Nearly all of the nation’s top high school basketball prospects spend their summers criss-crossing the country, playing in travel-team tournaments often sponsored by shoe companies. Most work out with trainers. Some even have nutritionists or other specialized consultants. They are used to being scouted by college coaches and often are recruited for several years, many making their decisions well before their final year of high school.

Then there is Oakland Mills senior Greg Whittington.

Reed-thin, tall and lanky, the teenager usually preferred hanging out with friends in his Columbia neighborhood. He still does not believe tales of peers getting in the gym early in the morning or late at night for extra practice. He did not hit the summer tournament trail until after his junior year and even then it was with a group of fellow players from Howard County, not known as a hotbed for major-college basketball recruits.

Yet now, somewhat suddenly, the 6-foot-9, 195-pound Whittington is perhaps the Washington area’s most sought-after recruit.

Maryland wants him. Georgetown several weeks ago joined the pursuit with Coach John Thompson III driving to Columbia for a recent game. Texas last week sent an assistant coach to watch Whittington play and plans to host him for an official visit soon. Clemson and DePaul are the other schools Whittington is considering.

It is quite a turn of events for Whittington, who spent his first two years of high school thinking that he might be a standout wide receiver in football.

“I was surprised because I really don’t think of myself being that good,” said Whittington, adding that he thinks he might still be growing because his knees occasionally bother him. “I just come out to play every night. I was very excited when I heard that all these colleges were calling. It’s a dream come true to go play Division I basketball.”

Until last summer, Whittington was a virtual unknown among most college coaches. A member of the Oakland Mills varsity since late in his freshman year, he always played for the Scorpions’ team in local summer leagues and never hit the travel-team circuit. The only schools recruiting him were La Salle and Robert Morris.

Finally, though, Bill Napolitano convinced Whittington to play for his Howard County Youth Program Elite squad. The team had success in tournaments throughout the Mid-Atlantic region, but Whittington did not stand out, Napolitano said.

However, after winning the Amateur Athletic Union state title, the team traveled to Orlando for the AAU National Championship and Whittington had a breakout week as the team finished third. Coaches from top programs, many of whom saw Whittington for the first time when they went to scout a player on an HCYP Elite opponent, started calling Oakland Mills Coach Jon Browne to learn more about Whittington.

“He has really good hands and all the instincts and because he really hasn’t played that much basketball, they see the potential too,” Napolitano said. “He can handle the basketball and he can shoot threes. He’s not selfish. He really sees the floor and gets it.
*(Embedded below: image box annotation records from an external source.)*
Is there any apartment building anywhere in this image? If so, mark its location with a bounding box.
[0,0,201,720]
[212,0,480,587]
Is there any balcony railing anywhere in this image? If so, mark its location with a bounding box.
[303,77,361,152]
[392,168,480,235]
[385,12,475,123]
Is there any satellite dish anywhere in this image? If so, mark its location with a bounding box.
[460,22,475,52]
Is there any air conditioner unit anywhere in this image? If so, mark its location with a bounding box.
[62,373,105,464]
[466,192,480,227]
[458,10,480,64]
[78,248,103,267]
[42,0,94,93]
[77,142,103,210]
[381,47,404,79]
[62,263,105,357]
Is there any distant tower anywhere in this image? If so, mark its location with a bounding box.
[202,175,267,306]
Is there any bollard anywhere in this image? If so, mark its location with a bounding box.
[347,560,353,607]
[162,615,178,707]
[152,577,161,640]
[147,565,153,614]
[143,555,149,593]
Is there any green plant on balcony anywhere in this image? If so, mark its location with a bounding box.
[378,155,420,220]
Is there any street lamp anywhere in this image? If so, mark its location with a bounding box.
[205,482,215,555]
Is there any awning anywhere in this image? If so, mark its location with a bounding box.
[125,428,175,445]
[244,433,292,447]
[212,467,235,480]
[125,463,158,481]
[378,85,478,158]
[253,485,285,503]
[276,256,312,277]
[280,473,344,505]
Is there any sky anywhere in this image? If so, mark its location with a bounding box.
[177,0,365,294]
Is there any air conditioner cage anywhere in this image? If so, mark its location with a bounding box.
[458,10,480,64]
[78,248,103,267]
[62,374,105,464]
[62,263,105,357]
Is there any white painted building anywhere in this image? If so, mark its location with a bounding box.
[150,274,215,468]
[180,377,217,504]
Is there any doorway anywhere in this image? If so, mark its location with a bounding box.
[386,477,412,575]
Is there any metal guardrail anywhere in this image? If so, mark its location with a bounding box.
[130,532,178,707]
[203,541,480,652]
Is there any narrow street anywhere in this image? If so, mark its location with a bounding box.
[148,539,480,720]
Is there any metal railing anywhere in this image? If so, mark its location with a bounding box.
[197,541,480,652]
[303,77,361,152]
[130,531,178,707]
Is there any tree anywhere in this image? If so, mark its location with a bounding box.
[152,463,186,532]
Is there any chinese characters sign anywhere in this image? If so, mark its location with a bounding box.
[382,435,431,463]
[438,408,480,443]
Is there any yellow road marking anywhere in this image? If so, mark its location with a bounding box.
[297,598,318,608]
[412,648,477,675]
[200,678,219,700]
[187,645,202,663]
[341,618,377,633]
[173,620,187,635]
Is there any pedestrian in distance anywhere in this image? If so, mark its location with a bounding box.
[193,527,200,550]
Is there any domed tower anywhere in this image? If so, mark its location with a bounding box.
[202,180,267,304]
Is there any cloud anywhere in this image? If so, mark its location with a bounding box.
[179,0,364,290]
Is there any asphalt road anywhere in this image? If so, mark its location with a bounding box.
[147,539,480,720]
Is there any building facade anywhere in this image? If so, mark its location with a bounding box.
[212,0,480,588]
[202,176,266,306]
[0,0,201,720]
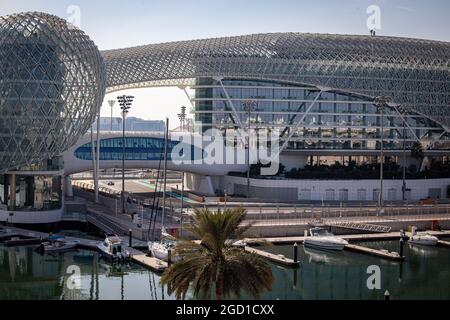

It’s not like he’s just athletic and makes mistakes. . . . The things people hit the ceiling on, he doesn’t have those things. He’s not a 6-6 or 6-7 guy who posts up in high school but won’t do that in college.”

Most recruiters and scouts believe Whittington has barely scratched the surface of his abilities. Dave Telep, an analyst for ESPN, said that Whittington could be like many other taller players, who take time to develop and “are the slowest to become comfortable with their own bodies.”

Once those taller players start to realize their potential, the thought is, they usually benefit from possessing the skill set of a player a few inches shorter while also being taller.

“If this was a 6-foot-1 guard, he’s not getting this type of interest, you know?” said one college coach who has seen Whittington play, speaking on the condition of anonymity because NCAA rules prohibit him from commenting publicly on a potential recruit. “But because of his size, I think that’s what brings all these guys out.”

Whittington leads Oakland Mills in a myriad of statistical categories, including scoring (24.4 points per game), rebounding (11.3), blocks (4.2), three-pointers (1.3) and shooting percentage (61). He also is second on the team in steals and assists, leading the Scorpions to an undefeated regular season as they prepare for the Maryland 2A South Region playoffs.

Still, despite the success and trail of recruiters flocking to see him play, there is some question whether Whittington is ready to become the first player from Howard County to play major college basketball since Barry Young graduated from Mount Hebron in 1987 and went to UNLV. Whittington, whose parents both played high school basketball, with his father, also Greg, going on to play at Central State University, needs to add some muscle to his wiry frame and is working to meet the NCAA’s minimum standards for freshman eligibility.

“If he goes to a team that is any good, I can’t see him being a contributor next year,” the college coach said. “Let’s face it, Howard County basketball, getting 25 a game there is not getting 25 a game in the [Washington Catholic Athletic Conference] or even in [Prince George’s] County for that matter.

“He needs to get stronger. He needs to understand what it takes to work hard and defend, all the things that most freshmen have to deal with. But guys like [him] can turn out to be really good because they grow into their bodies and have a knack already for scoring and they’re athletic and long and a little bit tougher than their frame gives them. Or, they never get it because they can never handle the physicality.”

Whittington, though, is confident he will adjust wherever he winds up.

“It’s shouldn’t be hard,” he said. “I should be able to fit in. I’m not scared to play with anybody.”